I agree with you, I always like taking out the gunk and crud out of my bottles. But, I take a few precautions when I do it. First, I would do it outside away from any pilot lights, etc. I am sure it is a petroleum based product since it is a furniture polish. After this many years the fumes will be strong! I would even wear gloves and eye protection.
 The other problem is getting cork out. I have used a cork screw before, but I've also broken a bottle or two using it.  You may be able to whittle it out a piece at a time. Cleaning is just a matter of being very careful that you don't get labels wet, etc.  And-you can't just dump any kind of cleaning agent into it, it could cause a chemical reaction. Soap and water would be best to start out with. I am speaking from past experience!  I found out about the pilot light the hard way when I was 12 years old.  And the chemical reaction at 13! So- be careful and post an 'after' cleaning photo!


----------



## living4thesavior (Jun 13, 2005)

Thanks for the tips!  I'm fairly new to bottle collecting, past experiences are always the best way to learn what NOT to do.
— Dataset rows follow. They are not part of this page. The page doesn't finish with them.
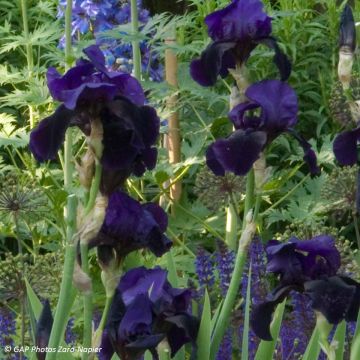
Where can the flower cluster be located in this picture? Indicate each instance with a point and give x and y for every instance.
(236, 30)
(308, 266)
(130, 226)
(277, 102)
(99, 16)
(145, 311)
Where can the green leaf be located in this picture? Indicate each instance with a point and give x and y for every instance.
(313, 349)
(266, 349)
(34, 301)
(339, 339)
(204, 335)
(245, 340)
(355, 346)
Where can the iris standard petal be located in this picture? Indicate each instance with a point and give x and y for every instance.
(332, 297)
(235, 154)
(185, 328)
(215, 60)
(48, 136)
(242, 20)
(345, 146)
(322, 256)
(278, 102)
(143, 281)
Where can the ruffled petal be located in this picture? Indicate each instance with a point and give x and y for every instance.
(345, 146)
(214, 60)
(235, 154)
(278, 102)
(46, 139)
(242, 20)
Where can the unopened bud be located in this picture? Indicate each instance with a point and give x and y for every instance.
(95, 140)
(81, 280)
(94, 220)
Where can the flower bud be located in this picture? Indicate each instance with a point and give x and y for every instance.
(86, 169)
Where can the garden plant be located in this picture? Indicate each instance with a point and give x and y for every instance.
(179, 180)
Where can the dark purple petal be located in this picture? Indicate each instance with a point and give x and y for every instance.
(43, 329)
(242, 20)
(236, 115)
(261, 314)
(278, 102)
(215, 60)
(322, 256)
(309, 153)
(237, 153)
(137, 318)
(127, 86)
(333, 297)
(283, 260)
(345, 146)
(46, 139)
(347, 29)
(143, 281)
(280, 59)
(158, 214)
(185, 330)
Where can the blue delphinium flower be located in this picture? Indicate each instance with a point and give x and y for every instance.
(7, 329)
(101, 15)
(89, 92)
(224, 259)
(235, 30)
(278, 104)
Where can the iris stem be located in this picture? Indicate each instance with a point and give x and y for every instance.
(84, 252)
(87, 330)
(65, 299)
(135, 43)
(231, 295)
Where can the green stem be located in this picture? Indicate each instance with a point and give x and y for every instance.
(65, 298)
(94, 188)
(135, 43)
(84, 249)
(231, 295)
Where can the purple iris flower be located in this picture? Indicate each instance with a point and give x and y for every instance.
(89, 91)
(308, 267)
(278, 107)
(129, 226)
(145, 310)
(235, 30)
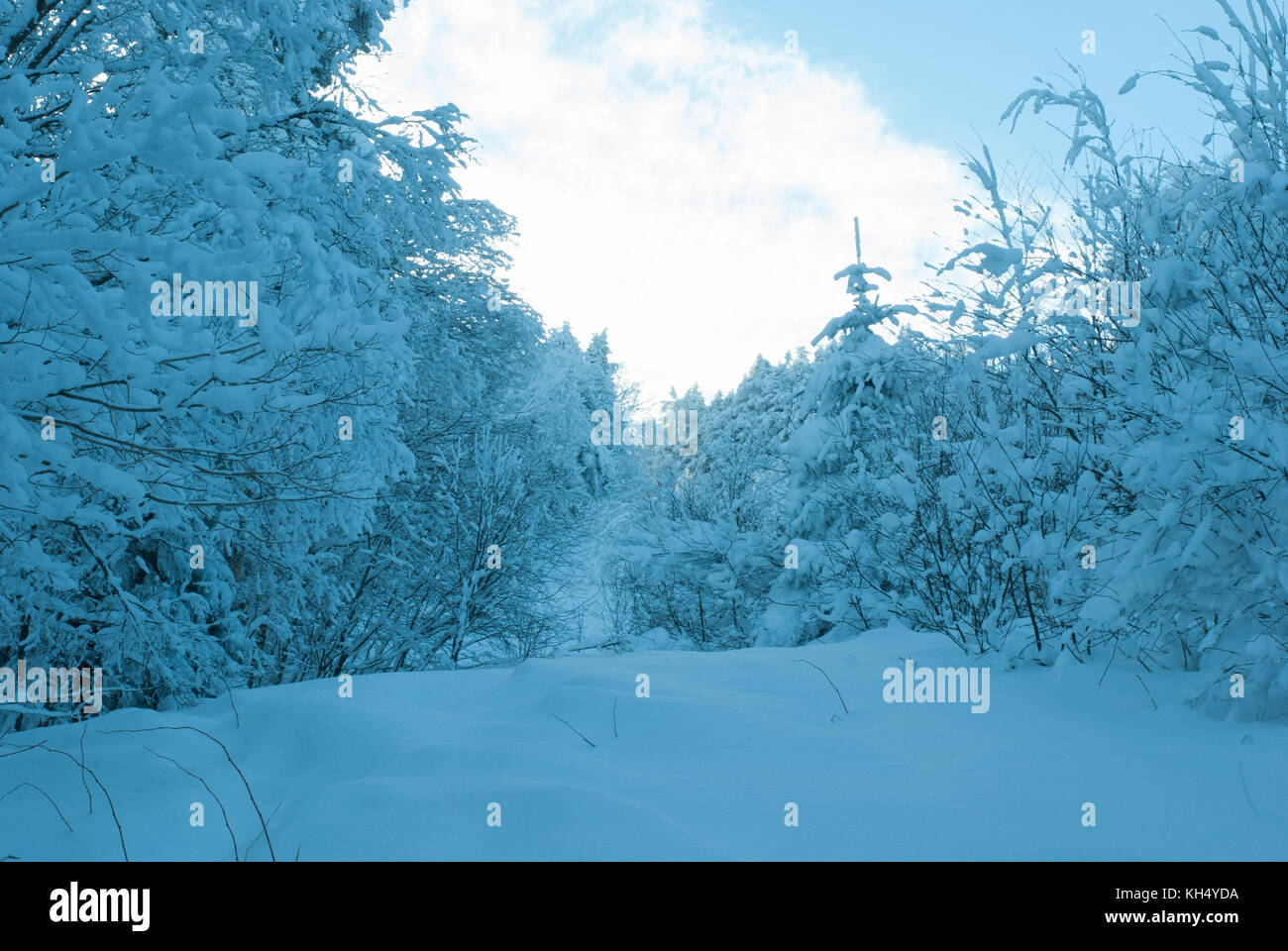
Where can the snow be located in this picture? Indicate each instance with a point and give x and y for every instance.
(702, 768)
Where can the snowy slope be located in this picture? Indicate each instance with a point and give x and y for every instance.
(702, 768)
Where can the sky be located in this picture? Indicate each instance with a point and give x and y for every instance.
(684, 174)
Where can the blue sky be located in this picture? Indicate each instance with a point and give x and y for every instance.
(683, 179)
(941, 69)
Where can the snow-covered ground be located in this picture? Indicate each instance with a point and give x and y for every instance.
(700, 768)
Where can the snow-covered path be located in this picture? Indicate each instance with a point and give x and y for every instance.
(702, 768)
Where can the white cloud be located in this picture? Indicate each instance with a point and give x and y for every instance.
(688, 189)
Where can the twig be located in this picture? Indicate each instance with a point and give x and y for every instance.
(47, 796)
(259, 834)
(219, 801)
(571, 727)
(88, 793)
(230, 758)
(828, 680)
(111, 805)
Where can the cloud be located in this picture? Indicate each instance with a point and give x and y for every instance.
(682, 185)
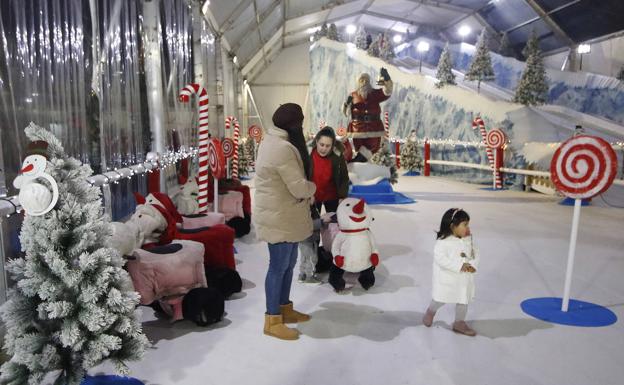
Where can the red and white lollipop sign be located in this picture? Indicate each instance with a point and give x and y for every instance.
(496, 138)
(255, 132)
(583, 167)
(228, 147)
(216, 160)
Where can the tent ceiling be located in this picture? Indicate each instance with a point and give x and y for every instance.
(256, 30)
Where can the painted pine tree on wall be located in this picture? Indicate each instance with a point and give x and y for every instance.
(444, 73)
(481, 66)
(73, 305)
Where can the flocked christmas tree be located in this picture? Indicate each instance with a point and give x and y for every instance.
(383, 157)
(73, 305)
(332, 32)
(386, 51)
(505, 46)
(481, 66)
(360, 38)
(243, 161)
(375, 48)
(444, 73)
(532, 88)
(410, 157)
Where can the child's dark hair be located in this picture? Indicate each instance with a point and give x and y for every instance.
(326, 131)
(454, 217)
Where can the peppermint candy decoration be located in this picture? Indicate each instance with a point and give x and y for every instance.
(216, 160)
(583, 167)
(496, 138)
(255, 132)
(228, 147)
 So, you think I should clean the yuck out?  I just wanted to be sure that I wouldn't be dumping away the value of the bottles, but I didn't think anyone would pay more for all that goop inside them. []


----------



## living4thesavior (Jun 13, 2005)

Does anyone have any idea on what the age and rarity of these bottles is?
 I looked up "Ever Gloss Polish Co" on Google, but I couldn't find anything on the company -- just nail polish.  [sm=rolleyes.gif]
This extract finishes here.